Revenue from IBM’s Global Business Services (includes Consulting, Application Management and Global Process Services) fell 2.7 percent to $4.2 billion, driven by declines in Application Management and Consulting. Global Process Services revenue grew. Cloud revenue rose 16 percent.
Revenue from IBM’s Global Technology Services (includes Infrastructure & Cloud Services and Technology Support Services) — dropped 5.5 percent to $6.6 billion.
Revenue from IBM’s Systems (includes Systems Hardware and Operating Systems Software) —decreased 17.8 percent to $2.5 billion, as a result of declines in all Systems Hardware platforms, reflecting the impact of product cycle dynamics.
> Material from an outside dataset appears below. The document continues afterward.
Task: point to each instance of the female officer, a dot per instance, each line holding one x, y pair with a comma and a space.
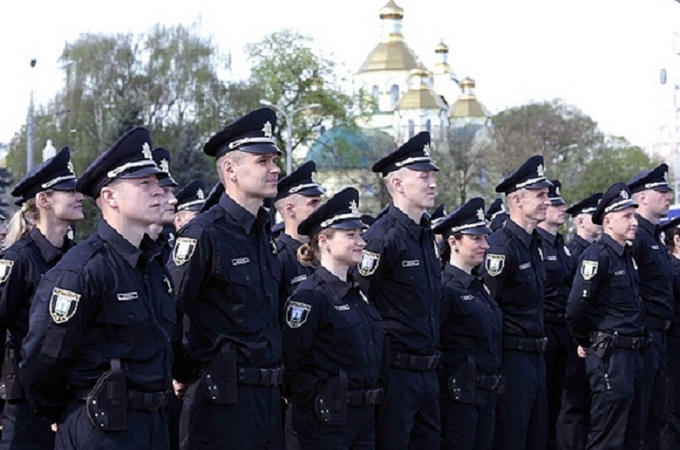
332, 339
471, 326
35, 242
Revenue from IBM’s Global Financing (includes financing and used equipment sales) dropped 4.8 percent to $286 million, reflecting the wind-down of OEM commercial financing.
“In 2020 we increased investment in our business across R&D and CAPEX, and since October, announced the acquisition of seven companies focused on hybrid cloud and AI,” said James Kavanaugh, IBM senior vice president and chief financial officer.